In effetti si tratta di un evento di non poco conto, alla luce del fatto che sino a questo momento l’Europa ha scontato l’assoluta dipendenza dalla Cina, ove è posizionato circa il 35% delle riserve che possono essere sfruttate al momento, tanto da detenere una quota corrispondente al 95% del mercato globale.
I lavori per lo sfruttamento del giacimento dovrebbe avere inizio nel 2027 e dovrebbero avere luogo all’interno di un parco industriale circolare a Lulea, il quale farà leva su una nuova tecnologia per l’estrazione e la lavorazione di fosforo, elementi terrestri e fluoro basata sulla produzione mineraria attualmente esistente.
Le terre rare sono in totale 17 e nella lista rientrano il cerio (Ce), il disprosio (Dy), l’erbio (Er), l’europio (Eu), il gadolinio (Gd), l’olmio (Ho), il lantanio (La), il lutezio (Lu), il neodimio ( Nd), il praseodimio (Pr), il promezio (Pm), il samario (Sm), lo scandio (Sc), il terbio (Tb), il tulio (Tm), l’itterbio (Yb) e l’ittrio (Y). Tra gli utilizzi maggiori occorre ricordare quelli relativi a telefoni cellulari, televisori, batterie, auto elettriche, generatori di turbine eoliche e pannelli fotovoltaici.
Terre rare: e l’Italia?
Nel 2013 si era diffusa erroneamente la notizia relativa al rinvenimento del più grande giacimento di terre rare a livello continentale, in Italia. Una notizia la quale, purtroppo, non corrisponde al vero. In realtà, ad essere stati rinvenuti sono i più grandi giacimenti europei e secondi a livello mondiale di antimonio (in Toscana) e di Titanio (in Liguria).

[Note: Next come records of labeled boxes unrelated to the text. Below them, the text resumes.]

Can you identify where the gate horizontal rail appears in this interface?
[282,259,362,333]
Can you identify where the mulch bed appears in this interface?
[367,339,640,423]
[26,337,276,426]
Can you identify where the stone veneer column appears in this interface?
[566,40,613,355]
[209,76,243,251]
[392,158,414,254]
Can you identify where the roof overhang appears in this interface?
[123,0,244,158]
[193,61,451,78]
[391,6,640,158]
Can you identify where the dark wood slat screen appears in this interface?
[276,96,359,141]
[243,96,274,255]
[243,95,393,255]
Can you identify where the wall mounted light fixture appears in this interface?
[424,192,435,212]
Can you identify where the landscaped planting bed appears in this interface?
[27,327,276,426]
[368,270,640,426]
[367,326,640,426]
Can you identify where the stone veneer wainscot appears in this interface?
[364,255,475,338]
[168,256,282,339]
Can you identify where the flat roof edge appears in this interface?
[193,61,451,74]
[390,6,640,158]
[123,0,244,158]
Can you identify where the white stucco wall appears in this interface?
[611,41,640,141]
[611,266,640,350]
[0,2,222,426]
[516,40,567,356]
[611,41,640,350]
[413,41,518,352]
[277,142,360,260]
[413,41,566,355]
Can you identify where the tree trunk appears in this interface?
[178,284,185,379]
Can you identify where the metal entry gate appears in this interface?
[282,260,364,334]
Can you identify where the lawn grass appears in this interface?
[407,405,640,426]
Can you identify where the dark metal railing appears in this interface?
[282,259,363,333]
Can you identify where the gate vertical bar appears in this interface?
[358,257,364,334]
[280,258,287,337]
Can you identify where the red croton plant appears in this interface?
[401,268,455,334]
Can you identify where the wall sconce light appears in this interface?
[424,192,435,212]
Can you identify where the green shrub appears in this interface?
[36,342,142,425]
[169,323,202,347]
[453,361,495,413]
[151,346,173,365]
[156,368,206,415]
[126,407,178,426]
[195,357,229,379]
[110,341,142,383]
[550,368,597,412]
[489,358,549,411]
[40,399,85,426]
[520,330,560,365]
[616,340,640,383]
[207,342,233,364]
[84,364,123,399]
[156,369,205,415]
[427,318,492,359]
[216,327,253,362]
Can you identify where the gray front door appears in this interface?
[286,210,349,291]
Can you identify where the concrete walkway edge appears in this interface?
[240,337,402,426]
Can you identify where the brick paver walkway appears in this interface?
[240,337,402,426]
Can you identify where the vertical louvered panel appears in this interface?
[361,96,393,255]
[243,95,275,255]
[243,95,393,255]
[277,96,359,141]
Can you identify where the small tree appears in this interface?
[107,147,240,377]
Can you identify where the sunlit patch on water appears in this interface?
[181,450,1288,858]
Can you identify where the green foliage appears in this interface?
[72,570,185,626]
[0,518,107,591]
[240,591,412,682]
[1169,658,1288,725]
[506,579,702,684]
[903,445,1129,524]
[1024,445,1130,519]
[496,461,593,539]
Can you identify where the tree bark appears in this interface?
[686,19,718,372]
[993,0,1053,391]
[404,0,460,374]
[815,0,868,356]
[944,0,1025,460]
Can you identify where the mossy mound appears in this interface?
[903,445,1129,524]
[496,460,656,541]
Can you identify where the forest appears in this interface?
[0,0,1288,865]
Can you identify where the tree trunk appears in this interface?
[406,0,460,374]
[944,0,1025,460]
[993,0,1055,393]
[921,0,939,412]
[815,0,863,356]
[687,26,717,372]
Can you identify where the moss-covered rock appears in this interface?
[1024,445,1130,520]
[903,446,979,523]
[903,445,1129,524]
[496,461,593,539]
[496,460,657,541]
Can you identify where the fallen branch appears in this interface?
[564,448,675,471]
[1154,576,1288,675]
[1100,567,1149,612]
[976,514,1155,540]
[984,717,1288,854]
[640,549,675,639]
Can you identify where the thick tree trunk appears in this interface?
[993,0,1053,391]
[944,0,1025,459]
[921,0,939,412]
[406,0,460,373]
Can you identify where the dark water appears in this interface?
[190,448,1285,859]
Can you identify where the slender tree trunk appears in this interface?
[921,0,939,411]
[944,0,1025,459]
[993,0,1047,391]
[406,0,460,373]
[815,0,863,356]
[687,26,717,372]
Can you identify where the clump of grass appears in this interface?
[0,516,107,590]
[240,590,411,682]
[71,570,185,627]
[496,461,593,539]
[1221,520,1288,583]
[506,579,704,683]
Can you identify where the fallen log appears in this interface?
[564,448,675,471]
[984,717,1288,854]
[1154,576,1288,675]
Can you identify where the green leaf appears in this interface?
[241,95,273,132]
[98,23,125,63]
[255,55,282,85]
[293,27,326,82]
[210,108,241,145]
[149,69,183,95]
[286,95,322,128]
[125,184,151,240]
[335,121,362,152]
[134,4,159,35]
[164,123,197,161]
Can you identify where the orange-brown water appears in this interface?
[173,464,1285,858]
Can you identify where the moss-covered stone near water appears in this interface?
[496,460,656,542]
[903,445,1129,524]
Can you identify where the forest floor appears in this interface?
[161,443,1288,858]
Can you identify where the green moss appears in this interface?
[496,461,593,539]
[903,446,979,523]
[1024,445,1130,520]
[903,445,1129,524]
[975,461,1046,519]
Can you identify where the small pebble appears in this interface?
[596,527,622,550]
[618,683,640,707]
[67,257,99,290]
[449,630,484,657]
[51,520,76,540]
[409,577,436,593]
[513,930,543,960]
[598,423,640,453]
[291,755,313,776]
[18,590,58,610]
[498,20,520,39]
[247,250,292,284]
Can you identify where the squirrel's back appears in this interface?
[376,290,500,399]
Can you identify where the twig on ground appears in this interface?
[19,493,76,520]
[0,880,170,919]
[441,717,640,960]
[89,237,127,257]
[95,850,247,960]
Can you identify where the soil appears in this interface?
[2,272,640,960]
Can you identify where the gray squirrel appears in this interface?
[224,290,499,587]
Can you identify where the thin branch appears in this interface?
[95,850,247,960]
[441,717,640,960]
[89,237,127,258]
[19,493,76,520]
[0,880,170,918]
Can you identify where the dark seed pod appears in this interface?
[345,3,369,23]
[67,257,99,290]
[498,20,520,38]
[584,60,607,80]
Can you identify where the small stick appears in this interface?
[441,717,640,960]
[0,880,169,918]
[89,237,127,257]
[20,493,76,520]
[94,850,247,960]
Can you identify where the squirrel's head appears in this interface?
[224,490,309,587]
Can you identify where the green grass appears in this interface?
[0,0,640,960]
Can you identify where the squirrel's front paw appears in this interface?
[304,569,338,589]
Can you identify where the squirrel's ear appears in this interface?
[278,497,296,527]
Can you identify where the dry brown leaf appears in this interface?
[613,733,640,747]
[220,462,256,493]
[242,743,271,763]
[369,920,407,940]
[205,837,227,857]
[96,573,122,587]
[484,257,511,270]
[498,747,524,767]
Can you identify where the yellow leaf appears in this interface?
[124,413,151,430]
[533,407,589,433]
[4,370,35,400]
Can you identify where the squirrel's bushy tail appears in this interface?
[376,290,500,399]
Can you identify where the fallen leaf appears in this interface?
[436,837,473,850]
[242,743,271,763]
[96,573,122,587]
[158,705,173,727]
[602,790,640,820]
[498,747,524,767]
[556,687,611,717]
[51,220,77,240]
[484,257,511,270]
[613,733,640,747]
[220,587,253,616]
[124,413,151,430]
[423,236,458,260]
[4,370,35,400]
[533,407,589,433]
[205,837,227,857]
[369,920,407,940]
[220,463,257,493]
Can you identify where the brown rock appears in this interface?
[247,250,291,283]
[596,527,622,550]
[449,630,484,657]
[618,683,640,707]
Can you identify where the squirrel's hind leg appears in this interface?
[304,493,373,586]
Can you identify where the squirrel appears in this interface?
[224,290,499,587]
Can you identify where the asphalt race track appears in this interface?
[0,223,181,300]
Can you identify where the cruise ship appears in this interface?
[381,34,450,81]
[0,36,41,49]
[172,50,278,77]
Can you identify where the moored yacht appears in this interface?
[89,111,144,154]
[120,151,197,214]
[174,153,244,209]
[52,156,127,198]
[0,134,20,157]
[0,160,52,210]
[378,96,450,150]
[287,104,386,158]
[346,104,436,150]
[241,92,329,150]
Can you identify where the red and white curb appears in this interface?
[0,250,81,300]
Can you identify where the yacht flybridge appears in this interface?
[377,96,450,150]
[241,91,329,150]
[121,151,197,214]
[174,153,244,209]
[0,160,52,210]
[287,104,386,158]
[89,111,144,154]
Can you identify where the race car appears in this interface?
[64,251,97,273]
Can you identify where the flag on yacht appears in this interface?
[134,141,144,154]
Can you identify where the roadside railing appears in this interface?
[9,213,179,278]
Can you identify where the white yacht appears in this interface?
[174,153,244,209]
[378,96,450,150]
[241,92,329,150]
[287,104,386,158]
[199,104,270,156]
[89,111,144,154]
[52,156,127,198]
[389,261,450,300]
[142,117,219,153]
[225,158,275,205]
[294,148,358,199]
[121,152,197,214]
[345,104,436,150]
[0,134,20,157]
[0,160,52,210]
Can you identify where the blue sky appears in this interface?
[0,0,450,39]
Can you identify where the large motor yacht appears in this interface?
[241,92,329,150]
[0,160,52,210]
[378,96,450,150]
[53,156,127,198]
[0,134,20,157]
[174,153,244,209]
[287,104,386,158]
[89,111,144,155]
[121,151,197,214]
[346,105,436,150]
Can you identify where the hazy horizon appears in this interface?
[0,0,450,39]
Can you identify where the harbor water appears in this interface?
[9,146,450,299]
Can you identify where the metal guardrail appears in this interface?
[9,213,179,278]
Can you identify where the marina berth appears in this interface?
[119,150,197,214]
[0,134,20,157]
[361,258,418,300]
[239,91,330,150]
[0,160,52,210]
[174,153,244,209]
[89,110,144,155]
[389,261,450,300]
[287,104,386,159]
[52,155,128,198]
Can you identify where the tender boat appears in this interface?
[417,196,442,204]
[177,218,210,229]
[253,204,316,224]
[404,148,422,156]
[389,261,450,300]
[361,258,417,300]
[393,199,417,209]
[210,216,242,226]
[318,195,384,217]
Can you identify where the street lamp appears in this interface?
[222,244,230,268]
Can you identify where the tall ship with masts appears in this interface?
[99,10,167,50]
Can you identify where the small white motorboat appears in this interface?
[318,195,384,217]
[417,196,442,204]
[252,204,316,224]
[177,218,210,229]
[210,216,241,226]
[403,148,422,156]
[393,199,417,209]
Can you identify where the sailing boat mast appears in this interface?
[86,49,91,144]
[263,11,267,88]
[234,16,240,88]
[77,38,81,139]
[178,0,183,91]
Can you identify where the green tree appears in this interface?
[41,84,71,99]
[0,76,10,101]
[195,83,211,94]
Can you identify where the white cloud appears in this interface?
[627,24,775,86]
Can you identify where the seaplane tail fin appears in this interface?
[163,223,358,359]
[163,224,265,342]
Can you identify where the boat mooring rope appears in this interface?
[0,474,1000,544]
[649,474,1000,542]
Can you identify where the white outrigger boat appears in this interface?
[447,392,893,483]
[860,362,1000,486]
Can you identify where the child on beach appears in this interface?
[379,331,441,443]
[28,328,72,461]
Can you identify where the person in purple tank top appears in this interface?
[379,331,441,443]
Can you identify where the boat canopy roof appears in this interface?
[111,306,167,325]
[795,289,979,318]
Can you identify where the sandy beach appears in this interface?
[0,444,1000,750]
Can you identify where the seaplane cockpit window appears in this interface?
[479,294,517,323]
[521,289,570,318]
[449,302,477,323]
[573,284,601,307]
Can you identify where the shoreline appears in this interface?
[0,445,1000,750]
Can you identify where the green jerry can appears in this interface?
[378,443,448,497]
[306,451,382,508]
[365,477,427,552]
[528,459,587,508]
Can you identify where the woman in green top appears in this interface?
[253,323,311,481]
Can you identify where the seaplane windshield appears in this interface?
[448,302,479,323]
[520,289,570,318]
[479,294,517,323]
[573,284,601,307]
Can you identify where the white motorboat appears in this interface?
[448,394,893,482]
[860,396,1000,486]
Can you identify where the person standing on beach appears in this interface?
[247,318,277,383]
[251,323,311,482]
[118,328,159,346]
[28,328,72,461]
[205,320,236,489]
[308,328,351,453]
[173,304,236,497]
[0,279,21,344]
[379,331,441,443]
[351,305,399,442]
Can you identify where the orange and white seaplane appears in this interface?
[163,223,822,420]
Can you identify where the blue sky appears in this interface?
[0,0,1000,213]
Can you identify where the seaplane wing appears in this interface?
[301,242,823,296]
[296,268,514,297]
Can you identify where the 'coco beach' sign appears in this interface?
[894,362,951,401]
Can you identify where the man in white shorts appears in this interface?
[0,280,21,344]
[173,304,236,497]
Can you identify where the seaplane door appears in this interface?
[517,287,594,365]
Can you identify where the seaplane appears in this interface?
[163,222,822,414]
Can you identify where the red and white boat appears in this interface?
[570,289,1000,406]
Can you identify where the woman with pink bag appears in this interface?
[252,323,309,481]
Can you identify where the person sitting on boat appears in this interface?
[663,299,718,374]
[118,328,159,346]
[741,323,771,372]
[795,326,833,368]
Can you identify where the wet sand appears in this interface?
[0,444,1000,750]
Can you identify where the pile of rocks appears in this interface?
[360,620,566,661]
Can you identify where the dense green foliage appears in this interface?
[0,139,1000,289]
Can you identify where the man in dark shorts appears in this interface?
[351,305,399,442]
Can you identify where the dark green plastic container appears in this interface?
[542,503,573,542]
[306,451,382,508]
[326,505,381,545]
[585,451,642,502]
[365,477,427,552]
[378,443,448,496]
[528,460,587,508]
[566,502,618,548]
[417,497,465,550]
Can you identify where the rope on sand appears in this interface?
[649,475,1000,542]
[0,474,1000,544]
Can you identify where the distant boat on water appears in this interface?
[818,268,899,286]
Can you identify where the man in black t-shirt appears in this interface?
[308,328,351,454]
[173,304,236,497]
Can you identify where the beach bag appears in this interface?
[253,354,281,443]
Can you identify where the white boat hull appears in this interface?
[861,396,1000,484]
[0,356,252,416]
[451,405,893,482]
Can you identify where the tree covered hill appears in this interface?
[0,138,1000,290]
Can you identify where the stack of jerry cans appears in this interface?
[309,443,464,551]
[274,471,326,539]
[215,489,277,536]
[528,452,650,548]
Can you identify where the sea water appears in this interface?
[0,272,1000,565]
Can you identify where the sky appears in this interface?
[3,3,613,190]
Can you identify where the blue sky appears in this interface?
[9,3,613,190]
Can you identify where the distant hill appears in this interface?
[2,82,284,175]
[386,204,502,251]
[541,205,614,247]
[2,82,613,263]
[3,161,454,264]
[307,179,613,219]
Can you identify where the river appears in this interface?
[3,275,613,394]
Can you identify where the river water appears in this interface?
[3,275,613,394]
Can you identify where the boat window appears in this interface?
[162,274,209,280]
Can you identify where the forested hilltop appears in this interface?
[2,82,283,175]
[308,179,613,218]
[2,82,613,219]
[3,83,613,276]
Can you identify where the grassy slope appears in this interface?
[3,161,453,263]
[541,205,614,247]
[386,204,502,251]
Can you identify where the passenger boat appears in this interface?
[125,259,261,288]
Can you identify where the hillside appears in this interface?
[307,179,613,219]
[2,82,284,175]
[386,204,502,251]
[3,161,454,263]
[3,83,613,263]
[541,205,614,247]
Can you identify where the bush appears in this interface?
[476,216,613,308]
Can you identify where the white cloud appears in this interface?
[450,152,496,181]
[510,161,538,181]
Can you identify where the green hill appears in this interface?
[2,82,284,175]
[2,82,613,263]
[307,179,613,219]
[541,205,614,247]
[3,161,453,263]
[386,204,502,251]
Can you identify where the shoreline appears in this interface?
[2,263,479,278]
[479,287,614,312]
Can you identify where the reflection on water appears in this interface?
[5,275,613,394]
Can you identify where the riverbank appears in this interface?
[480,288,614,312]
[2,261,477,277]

Anche in questo caso, nonostante non rientrino nella definizione tipica delle terre rare, si tratta di elementi fondamentali nella produzione di smartphone e pannelli solari, quindi in grado di essere sfruttati dal punto di vista economico in un Paese che pure non abbonda di risorse minerarie. In effetti, l’economia hi-tech non potrebbe fare a meno di queste materie prime e si stima che non meno di trenta milioni di posti di lavoro nell’eurozona dipendano proprio dall’accesso alle stesse. Si tratta quindi di un tema sempre più strategico per ogni Paese, compreso il nostro.
In Italia, però, lo sfruttamento delle poche esistenti non avviene, tanto da spingere Mattia Pellegrini, all’epoca responsabile per le materie prime nella Commissione Europea, ad affermare che nel nostro Paese abbiamo una vera e propria cassaforte ripiena di tesori nascosta nel terreno, senza che però ci si degni di sfruttarla.